Fresh flakes make for blue-bird day |

Fresh flakes make for blue-bird day

Brent Gardner-Smith
Aspen Times Staff Writer

Well, the 3 to 4 inches of fresh snow found on both Saturday and Sunday mornings certainly helped keep this season up to par (at least with the past four winters).

No, you still cannot simply charge down most of your favorite steep runs without watching out for, and nicking, some rocks. And yes, we only have a 49-inch base at the top of Snowmass (it can get to 80-plus, remember?) and a 37-inch base at the top of Highlands. But, still, the skiing and riding is quite fun, and Sunday was a blue-bird day.

Snowmass has 90 percent of its expert terrain open, including the Cirque and the Headwall. Aspen Mountain has 100 percent of its steeps open, although there is a difference between imminently skiable and open. The steepest part of Viagra, for example, still has closed signs on it, and for good reason.

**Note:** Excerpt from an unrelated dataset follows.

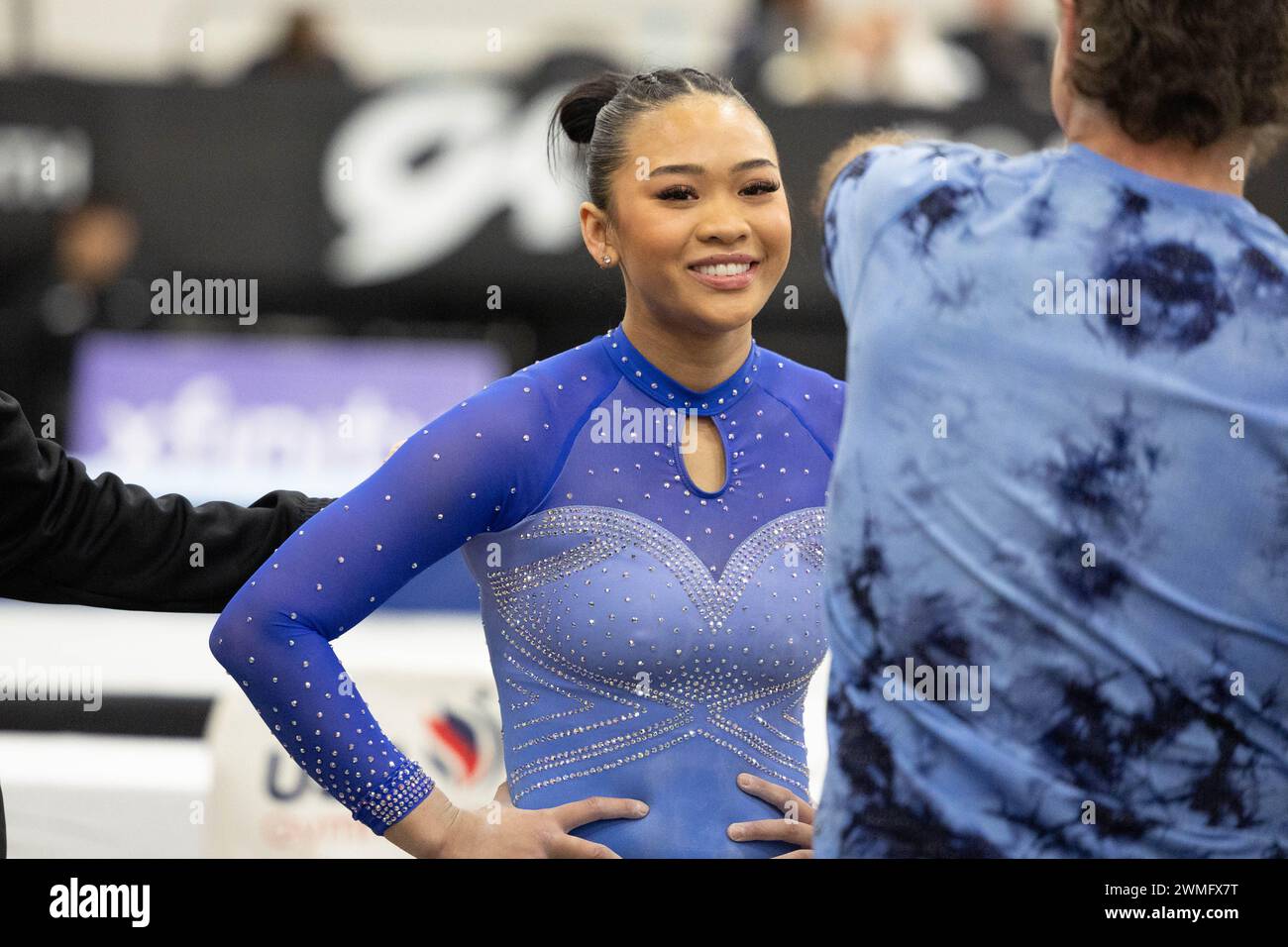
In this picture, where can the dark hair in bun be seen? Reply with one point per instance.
(596, 115)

We could see some more snow later this week. Today is to be mostly cloudy with a 20 percent chance of snow and high temps between 19 and 32.

Tuesday is to bring wind and a 20 percent chance of snow during the day and a 70 percent chance of snow Tuesday night. On Wednesday, snow is likely.

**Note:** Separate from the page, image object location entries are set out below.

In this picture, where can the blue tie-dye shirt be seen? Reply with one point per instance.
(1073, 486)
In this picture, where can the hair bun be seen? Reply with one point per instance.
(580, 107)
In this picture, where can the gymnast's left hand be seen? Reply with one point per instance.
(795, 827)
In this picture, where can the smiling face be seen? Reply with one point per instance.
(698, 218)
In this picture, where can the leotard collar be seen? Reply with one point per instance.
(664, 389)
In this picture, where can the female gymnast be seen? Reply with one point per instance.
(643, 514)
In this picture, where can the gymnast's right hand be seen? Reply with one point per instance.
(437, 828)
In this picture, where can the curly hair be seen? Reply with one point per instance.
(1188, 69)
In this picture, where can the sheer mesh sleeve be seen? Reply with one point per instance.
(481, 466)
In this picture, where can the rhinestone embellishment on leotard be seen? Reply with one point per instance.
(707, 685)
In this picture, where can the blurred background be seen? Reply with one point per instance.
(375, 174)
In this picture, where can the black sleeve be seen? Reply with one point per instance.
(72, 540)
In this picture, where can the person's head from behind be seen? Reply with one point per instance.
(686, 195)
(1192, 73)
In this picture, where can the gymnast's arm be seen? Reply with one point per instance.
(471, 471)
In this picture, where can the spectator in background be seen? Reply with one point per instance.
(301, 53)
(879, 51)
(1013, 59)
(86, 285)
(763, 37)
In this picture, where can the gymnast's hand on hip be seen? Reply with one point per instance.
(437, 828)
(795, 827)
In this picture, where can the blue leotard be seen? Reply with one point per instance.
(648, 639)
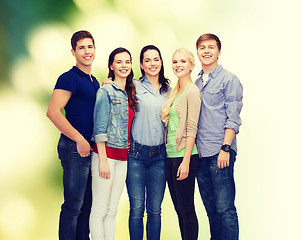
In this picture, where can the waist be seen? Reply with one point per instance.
(149, 148)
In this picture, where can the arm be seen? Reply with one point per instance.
(194, 103)
(183, 169)
(233, 104)
(224, 157)
(57, 102)
(104, 170)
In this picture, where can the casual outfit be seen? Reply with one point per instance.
(112, 123)
(183, 121)
(220, 109)
(74, 216)
(146, 178)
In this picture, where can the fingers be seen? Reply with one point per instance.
(221, 164)
(105, 175)
(181, 175)
(85, 153)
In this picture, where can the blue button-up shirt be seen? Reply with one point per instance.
(220, 108)
(147, 127)
(111, 116)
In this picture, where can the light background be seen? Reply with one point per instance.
(261, 44)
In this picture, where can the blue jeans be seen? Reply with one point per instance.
(146, 183)
(217, 190)
(75, 211)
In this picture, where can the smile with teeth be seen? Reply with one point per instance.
(123, 70)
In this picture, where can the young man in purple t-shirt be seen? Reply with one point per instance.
(75, 91)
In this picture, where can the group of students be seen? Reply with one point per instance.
(143, 133)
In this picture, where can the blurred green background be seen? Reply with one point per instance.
(260, 43)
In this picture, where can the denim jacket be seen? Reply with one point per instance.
(111, 116)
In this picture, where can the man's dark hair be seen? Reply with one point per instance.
(77, 36)
(208, 36)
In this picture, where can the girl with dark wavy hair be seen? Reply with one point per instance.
(113, 115)
(146, 178)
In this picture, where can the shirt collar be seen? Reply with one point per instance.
(80, 72)
(212, 74)
(117, 86)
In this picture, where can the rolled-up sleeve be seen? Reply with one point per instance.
(101, 116)
(233, 103)
(194, 102)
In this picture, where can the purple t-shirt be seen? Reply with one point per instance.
(79, 108)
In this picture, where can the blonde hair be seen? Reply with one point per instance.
(165, 111)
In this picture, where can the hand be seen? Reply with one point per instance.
(104, 170)
(183, 170)
(107, 81)
(223, 159)
(83, 147)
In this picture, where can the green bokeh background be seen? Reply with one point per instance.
(260, 43)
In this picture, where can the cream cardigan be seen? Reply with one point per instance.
(188, 109)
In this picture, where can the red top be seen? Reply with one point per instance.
(119, 153)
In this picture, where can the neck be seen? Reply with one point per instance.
(154, 80)
(209, 68)
(121, 82)
(184, 82)
(85, 69)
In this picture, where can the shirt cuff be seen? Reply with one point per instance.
(100, 138)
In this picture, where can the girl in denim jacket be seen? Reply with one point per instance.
(113, 115)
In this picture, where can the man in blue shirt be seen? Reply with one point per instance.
(75, 91)
(219, 122)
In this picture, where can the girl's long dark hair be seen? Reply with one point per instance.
(162, 79)
(129, 88)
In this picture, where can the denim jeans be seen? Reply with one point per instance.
(217, 190)
(182, 195)
(146, 183)
(75, 211)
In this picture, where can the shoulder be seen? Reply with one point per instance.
(68, 75)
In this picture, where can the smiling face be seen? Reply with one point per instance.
(151, 63)
(84, 53)
(121, 65)
(181, 64)
(208, 54)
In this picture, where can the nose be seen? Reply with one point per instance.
(87, 50)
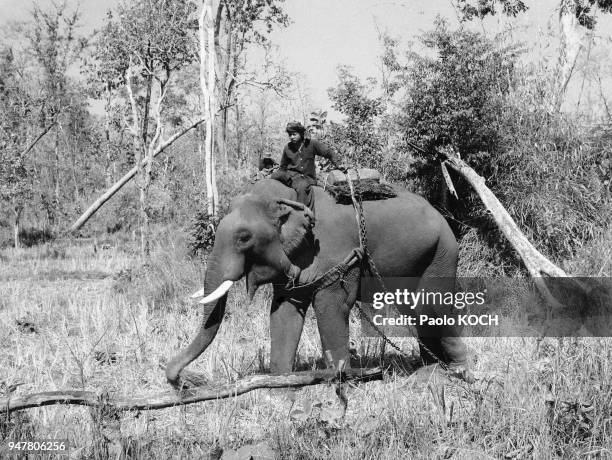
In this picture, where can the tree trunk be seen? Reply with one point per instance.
(571, 36)
(535, 262)
(125, 179)
(207, 83)
(107, 126)
(17, 212)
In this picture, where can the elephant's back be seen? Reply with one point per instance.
(403, 232)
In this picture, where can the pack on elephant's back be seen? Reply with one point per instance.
(366, 186)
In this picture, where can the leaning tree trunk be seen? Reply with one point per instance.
(536, 263)
(571, 36)
(125, 179)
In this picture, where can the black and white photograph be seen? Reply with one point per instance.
(291, 229)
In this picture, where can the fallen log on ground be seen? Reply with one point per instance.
(535, 262)
(189, 396)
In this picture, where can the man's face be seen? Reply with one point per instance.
(295, 137)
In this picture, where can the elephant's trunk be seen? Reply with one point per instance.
(216, 277)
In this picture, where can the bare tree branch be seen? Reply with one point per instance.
(117, 186)
(40, 136)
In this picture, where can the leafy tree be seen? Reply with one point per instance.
(139, 50)
(239, 24)
(15, 114)
(456, 99)
(481, 8)
(357, 138)
(55, 46)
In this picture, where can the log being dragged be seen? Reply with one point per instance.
(190, 396)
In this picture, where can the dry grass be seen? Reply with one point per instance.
(83, 312)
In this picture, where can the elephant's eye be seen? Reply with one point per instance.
(244, 238)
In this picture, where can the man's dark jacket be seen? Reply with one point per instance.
(301, 159)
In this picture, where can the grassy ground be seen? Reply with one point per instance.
(74, 318)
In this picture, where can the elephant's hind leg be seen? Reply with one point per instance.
(332, 307)
(441, 342)
(286, 323)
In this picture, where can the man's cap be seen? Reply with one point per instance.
(295, 127)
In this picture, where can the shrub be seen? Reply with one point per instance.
(31, 236)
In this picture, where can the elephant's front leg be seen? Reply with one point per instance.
(286, 323)
(332, 307)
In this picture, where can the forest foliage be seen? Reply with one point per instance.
(457, 89)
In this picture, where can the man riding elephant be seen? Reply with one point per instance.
(297, 168)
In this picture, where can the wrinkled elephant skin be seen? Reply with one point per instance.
(270, 240)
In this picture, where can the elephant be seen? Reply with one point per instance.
(267, 237)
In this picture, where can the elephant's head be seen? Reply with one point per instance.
(255, 240)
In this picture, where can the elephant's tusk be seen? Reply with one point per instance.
(218, 293)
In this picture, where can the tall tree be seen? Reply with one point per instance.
(17, 115)
(142, 50)
(55, 46)
(576, 18)
(237, 24)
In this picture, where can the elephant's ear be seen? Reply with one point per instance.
(295, 222)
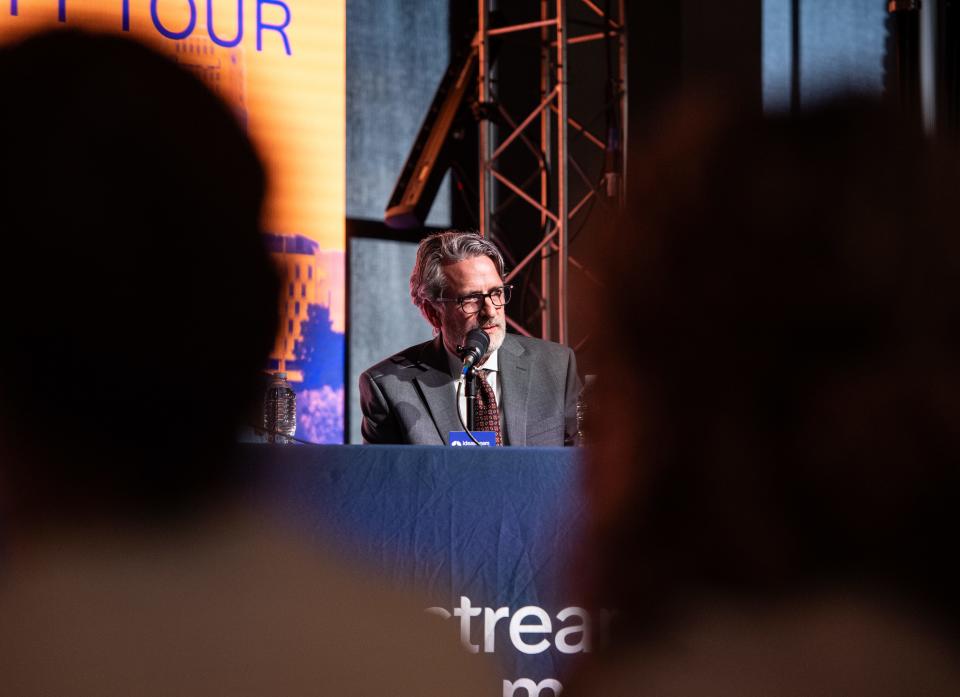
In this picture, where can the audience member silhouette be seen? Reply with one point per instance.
(138, 305)
(775, 479)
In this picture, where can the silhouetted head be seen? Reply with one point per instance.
(138, 302)
(787, 416)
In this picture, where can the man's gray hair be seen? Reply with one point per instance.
(427, 281)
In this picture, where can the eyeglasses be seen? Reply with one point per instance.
(471, 304)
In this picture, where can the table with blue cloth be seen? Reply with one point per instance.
(490, 528)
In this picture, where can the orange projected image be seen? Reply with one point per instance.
(281, 65)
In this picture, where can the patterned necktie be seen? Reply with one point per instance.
(488, 415)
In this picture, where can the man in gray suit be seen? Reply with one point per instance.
(457, 282)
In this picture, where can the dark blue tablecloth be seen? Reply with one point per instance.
(499, 526)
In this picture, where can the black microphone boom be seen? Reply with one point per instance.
(473, 350)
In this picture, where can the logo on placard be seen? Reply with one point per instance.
(461, 439)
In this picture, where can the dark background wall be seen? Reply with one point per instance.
(397, 51)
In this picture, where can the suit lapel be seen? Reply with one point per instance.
(515, 388)
(435, 387)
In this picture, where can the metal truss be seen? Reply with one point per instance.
(551, 145)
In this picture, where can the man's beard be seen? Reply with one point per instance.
(496, 339)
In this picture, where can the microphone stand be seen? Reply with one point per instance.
(471, 393)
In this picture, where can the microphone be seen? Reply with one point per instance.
(472, 351)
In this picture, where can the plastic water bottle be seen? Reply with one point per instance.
(280, 410)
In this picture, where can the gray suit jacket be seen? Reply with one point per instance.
(408, 398)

We likely that. Very much.

Out in the backcountry, the Colorado Avalanche Information Center wrote Sunday afternoon that “With obvious clues of avalanche danger such as triggering avalanches, whumpfing, collapsing and shooting cracks, nature is reminding backcountry travelers to use extra caution in all mountain areas and to stay off steep slopes.”

One guy in this world who is not staying off steep slopes is Bode Miller, otherwise known as The Man.

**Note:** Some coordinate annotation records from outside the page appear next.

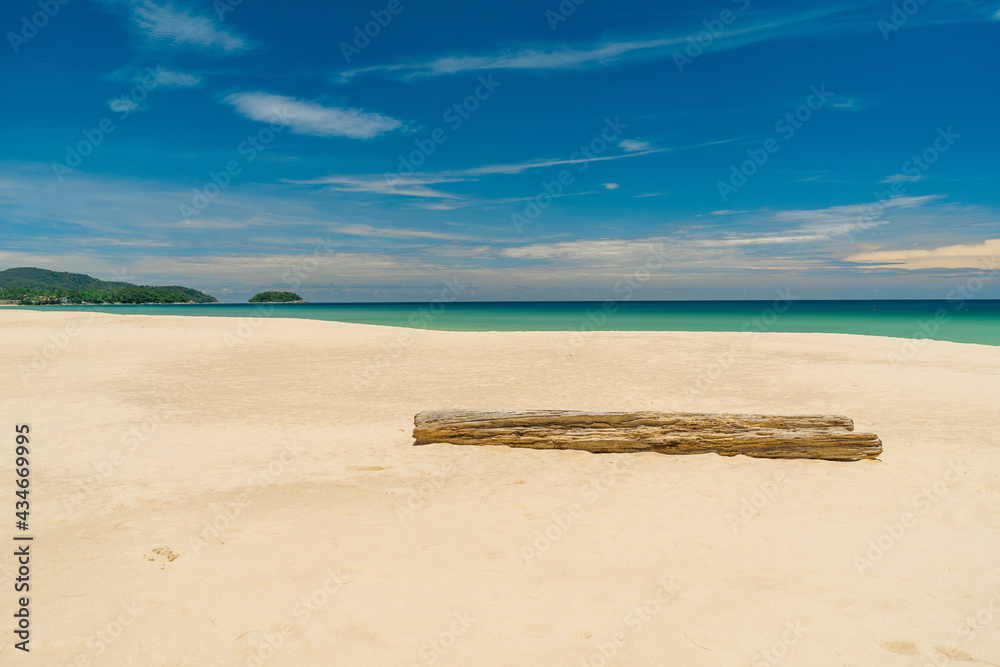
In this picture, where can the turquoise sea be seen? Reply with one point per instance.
(959, 320)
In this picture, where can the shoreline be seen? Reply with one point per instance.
(181, 454)
(223, 318)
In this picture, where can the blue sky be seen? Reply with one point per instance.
(527, 150)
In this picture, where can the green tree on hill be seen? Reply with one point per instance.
(281, 297)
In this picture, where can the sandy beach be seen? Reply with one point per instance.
(222, 492)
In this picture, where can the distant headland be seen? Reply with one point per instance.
(29, 286)
(276, 297)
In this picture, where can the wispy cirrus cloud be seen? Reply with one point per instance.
(173, 25)
(634, 145)
(305, 117)
(417, 185)
(156, 76)
(966, 256)
(603, 54)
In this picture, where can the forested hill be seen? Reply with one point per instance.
(31, 286)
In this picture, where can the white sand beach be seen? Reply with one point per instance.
(205, 494)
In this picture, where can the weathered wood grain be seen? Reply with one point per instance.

Bode of the U.S. Ski Team regained the overall World Cup points lead Sunday by coming in second in a slalom run in Bormio, Italy. However, Miller, with 690 points, is downplaying his World Cup lead, especially as Austrian Stephan Eberharter, who had the lead on Saturday, has 655 points and did not race on Sunday.

And Australian skier A.J. Bear was in good condition a day after an ugly high-speed crash in a men’s World Cup downhill, according to The Associated Press. Bear suffered worrisome head injuries and a broken left arm when he crashed in the sixth men’s downhill of the season Saturday.

The Australian sent his weight forward coming off a jump, then dove head first, tumbling forward before coming to a complete halt on the snow. He lay completely limp on the snow, blood covering his face, as medics and course workers rushed to his side. He was in a coma for six or seven minutes.

But on Sunday, the tough Aussie was joking with hospital workers.